Уже перед рассветом Кальпурций вдруг вспомнил, спросил:
– Слушай, а как ты догадался, что это был не настоящий ребенок?
– Так ведь он тени не отбрасывал! – был ответ.
– Что, на зойга[15]нарвались, почтенные? – усмехнулся при виде них привратник на въезде в Гамр.
– Девчонка, маленькая такая, и голова не отрубается. Оно? – уточнил Йорген.
– Так точно, оно! Он! – радостно кивнул словоохотливый страж. – Зойг! А вы отколь же путь держите, из каких благословенных краев, что зойга не знаете?
– Мы-то? – усмехнулся ланцтрегер фон Раух. – Из Эренмаркского королевства. Я, к примеру, из Эрцхольма родом.
– Да ну! – Гизельгерец даже попятился. – Это из того Эрцхольма, который чуть большая Тьма не сожрала?!
– Вот-вот. К вопросу о благословенных краях!
– Тьфу-тьфу! Чур меня, чур! – замахал руками страж, но потом не выдержал и похвастался: – А все ж таки зойгов-то у вас и нет!
– Да, вот только этой дряни нам и недоставало! Ты расскажи, любезный, что это за порода? Как их убивают? – И, чтобы тому было интересней рассказывать, Йорген протянул стражу полкроны серебром.
Дядька сразу просиял не хуже той монеты, затараторил:
– А доложу я вам, добрейшие господа ваши светлости, что порода эта самая что ни есть зловредная. Завелась у нас по осени еще, с первыми холодами пришла. Сколько народу извела за зиму, пока разобрались, что к чему, – страсть! Особливо бабьему населению урон вышел. Они ведь, бабенки, какие – токмо рабенка углядят, сразу норовят на руки схватить, нет бы спервоначалу про тень вспомнить! А ему, зойгу, стало быть, только того и надобно! Покуда не тронешь его, он над тобой и власти не имеет. А как обнимешь – пиши пропало! К шее прильнет и всю кровь высосет, а с нею, говорят, и душу саму выймет! Хорошо, если рядом кто окажется, отобьет. А одному человеку избавиться от зойга никакой возможности, непременно заест.
– Так он вроде вампира, что ли?
– Э нет! Шторбам он вовсе не родня, только в том и есть сходство, что кровь сосет, а повадка другая! По могилам не таится, осины не боится, да и стали доброй тож. Непросто его убить. Да и жалко бывает: с виду дите дитем, лучше настоящего, не у всякого рука подымется.
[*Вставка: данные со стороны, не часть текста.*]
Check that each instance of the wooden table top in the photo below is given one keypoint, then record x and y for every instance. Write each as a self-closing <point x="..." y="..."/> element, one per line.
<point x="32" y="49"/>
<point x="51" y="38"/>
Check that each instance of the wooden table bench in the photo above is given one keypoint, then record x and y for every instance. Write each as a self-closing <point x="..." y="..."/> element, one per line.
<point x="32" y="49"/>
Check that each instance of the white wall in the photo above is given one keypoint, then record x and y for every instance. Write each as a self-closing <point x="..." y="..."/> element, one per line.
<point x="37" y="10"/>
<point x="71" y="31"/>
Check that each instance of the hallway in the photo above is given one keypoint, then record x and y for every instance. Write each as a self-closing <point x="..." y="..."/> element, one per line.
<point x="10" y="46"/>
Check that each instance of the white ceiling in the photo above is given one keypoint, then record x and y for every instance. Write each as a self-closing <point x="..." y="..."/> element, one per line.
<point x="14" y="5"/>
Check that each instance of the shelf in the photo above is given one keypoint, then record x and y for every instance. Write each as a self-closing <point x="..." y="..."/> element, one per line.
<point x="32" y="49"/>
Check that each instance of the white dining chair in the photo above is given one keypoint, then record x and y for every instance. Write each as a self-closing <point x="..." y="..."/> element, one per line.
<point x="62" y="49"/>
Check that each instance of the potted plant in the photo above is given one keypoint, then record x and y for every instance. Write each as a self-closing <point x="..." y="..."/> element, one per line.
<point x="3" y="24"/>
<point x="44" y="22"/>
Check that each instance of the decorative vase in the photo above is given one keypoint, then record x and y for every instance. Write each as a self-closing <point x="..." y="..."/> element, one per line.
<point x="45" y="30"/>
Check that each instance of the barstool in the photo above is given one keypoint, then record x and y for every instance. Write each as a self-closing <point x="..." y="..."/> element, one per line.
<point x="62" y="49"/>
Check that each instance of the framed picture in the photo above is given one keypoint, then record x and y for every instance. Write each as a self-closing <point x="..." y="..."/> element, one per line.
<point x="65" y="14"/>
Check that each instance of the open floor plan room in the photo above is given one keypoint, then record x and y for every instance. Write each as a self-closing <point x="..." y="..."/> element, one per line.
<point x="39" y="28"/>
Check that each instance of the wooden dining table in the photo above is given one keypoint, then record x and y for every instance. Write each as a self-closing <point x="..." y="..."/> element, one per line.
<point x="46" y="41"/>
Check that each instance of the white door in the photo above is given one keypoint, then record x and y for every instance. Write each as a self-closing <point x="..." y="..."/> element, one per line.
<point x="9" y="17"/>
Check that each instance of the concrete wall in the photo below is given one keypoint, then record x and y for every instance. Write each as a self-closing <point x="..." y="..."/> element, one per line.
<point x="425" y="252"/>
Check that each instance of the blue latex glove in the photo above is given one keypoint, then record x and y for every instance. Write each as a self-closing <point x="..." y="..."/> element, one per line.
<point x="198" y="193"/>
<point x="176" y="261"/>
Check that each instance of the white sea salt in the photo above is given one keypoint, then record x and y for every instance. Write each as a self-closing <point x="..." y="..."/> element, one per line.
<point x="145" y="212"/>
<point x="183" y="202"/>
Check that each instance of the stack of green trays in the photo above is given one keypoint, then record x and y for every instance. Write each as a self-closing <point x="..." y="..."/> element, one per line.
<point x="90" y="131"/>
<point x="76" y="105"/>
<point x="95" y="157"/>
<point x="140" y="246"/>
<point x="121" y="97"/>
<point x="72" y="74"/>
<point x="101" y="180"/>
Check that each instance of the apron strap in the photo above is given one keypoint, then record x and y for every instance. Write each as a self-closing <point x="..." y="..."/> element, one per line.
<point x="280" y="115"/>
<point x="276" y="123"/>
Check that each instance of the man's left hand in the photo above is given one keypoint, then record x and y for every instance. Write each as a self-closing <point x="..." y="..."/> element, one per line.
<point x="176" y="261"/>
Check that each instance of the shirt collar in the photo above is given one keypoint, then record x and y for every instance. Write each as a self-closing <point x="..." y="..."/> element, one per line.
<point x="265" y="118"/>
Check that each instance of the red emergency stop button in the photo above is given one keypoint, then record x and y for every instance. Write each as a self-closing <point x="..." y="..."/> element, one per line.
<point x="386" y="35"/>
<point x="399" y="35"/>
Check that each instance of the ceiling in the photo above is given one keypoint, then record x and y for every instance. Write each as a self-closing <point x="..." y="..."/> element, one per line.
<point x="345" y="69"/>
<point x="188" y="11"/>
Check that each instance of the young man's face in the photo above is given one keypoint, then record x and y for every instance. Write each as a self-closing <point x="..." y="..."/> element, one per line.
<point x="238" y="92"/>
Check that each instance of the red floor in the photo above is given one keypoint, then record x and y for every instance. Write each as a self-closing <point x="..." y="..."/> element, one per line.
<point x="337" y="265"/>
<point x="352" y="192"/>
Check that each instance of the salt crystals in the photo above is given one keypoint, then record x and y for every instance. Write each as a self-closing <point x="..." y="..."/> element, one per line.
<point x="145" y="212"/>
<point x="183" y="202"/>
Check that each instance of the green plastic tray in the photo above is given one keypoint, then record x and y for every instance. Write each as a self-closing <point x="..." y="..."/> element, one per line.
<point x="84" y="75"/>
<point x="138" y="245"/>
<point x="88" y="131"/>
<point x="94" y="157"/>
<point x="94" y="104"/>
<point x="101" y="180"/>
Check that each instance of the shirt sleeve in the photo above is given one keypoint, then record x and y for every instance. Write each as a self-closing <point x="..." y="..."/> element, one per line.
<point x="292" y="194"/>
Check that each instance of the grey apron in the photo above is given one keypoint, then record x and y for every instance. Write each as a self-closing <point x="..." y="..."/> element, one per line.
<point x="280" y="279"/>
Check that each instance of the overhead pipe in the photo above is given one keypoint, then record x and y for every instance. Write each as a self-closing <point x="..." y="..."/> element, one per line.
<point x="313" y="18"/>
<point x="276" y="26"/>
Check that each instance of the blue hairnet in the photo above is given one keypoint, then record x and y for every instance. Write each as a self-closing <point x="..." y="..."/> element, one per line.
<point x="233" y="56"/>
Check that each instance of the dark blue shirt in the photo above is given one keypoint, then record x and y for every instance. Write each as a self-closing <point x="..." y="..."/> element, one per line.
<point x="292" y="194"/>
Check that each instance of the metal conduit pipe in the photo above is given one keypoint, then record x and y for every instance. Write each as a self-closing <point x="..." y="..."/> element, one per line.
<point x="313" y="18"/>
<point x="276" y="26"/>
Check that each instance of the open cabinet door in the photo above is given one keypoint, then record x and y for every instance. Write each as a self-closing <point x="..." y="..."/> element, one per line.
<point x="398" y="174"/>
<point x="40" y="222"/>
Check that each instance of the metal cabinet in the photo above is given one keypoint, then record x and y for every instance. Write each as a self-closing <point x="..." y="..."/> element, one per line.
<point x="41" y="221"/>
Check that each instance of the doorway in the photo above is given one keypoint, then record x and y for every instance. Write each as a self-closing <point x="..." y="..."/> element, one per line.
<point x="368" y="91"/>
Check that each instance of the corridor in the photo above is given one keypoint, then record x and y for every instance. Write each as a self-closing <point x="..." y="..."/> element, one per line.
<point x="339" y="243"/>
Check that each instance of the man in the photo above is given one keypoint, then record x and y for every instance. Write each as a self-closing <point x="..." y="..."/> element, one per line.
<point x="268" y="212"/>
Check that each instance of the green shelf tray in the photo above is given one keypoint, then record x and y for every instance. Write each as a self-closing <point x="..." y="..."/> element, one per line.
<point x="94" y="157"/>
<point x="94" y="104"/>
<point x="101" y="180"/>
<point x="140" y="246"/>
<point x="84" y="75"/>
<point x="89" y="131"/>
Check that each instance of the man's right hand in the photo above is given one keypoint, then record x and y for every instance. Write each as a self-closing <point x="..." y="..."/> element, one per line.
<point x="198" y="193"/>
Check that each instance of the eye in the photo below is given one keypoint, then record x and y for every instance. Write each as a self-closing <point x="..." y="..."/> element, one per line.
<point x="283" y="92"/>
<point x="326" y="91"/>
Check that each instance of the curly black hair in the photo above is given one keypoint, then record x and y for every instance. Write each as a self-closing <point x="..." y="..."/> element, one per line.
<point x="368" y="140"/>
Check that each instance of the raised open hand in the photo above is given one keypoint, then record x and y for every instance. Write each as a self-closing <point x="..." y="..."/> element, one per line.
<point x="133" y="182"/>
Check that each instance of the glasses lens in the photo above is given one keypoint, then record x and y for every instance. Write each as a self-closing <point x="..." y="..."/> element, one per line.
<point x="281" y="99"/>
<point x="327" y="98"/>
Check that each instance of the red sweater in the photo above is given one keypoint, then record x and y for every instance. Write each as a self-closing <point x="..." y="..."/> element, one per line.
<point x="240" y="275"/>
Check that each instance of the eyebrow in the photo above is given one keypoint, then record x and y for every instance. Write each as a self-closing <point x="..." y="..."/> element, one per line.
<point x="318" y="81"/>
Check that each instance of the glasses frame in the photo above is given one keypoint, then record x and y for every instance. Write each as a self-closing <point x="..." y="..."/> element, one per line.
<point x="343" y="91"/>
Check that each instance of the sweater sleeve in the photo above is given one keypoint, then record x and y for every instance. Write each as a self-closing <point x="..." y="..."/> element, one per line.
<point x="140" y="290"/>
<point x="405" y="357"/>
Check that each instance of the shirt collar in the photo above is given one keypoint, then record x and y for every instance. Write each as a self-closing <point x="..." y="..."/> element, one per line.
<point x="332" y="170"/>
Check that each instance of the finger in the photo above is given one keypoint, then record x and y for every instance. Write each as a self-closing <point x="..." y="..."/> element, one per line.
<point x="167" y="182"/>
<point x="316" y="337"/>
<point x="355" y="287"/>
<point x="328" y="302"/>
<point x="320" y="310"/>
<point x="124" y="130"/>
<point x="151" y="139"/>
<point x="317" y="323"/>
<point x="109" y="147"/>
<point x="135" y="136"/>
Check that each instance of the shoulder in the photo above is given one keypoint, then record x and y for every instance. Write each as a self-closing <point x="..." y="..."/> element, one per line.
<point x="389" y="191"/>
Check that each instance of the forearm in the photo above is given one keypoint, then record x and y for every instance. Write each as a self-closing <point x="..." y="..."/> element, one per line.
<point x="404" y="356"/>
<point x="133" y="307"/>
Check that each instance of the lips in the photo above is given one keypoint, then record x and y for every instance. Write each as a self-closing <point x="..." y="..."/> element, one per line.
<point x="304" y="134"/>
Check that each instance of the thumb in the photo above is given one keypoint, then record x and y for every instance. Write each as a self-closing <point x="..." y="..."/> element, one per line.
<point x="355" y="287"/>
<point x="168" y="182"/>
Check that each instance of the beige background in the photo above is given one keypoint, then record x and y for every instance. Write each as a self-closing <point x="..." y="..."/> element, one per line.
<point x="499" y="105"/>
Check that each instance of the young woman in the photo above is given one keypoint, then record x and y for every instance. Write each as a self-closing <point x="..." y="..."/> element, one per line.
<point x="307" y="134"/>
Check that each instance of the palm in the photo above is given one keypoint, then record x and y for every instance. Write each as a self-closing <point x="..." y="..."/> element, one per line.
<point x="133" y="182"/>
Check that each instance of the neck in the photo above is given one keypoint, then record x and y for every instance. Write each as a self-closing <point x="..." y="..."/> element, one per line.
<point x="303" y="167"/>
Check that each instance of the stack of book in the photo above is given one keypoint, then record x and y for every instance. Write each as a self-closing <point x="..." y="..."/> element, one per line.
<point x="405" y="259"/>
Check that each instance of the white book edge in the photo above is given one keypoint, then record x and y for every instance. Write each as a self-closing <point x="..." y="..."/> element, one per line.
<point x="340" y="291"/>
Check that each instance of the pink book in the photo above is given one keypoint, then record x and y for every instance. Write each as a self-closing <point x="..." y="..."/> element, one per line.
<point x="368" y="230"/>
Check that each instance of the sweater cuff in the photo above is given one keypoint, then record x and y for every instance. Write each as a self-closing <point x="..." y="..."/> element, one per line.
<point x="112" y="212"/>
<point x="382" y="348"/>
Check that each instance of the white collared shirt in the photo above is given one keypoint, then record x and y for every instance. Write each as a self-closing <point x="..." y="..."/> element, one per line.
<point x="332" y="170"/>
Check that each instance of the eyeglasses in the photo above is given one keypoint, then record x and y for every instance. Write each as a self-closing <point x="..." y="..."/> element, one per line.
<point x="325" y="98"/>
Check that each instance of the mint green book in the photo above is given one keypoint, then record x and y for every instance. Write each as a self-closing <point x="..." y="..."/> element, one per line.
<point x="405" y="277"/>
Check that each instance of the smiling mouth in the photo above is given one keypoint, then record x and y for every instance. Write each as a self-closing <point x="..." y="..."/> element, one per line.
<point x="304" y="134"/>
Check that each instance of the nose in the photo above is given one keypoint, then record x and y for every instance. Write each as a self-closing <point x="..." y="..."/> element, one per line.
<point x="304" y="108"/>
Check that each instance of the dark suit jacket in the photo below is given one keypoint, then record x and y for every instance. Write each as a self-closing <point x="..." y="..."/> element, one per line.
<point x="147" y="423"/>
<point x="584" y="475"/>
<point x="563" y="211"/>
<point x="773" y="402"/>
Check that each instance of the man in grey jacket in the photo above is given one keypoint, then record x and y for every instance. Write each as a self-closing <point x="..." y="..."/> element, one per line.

Это его главная подлость. Но и приятность своя в нем есть. Со шторбами как: кусанули тебя хоть раз – сам шторбом станешь. А вовремя отбей зойгом покусанного – жив останется, коли от малокровия не помрет или от заразы, ежели зойг прежде кого хворого поел. То-то!
– Убивают их как? – напомнил ланцтрегер, а сам подумал: «Непременно надобно послать в столицу письмо с гонцом, предупредить, какая новая пакость в мире завелася!» (Слог привратника оказался заразительным.)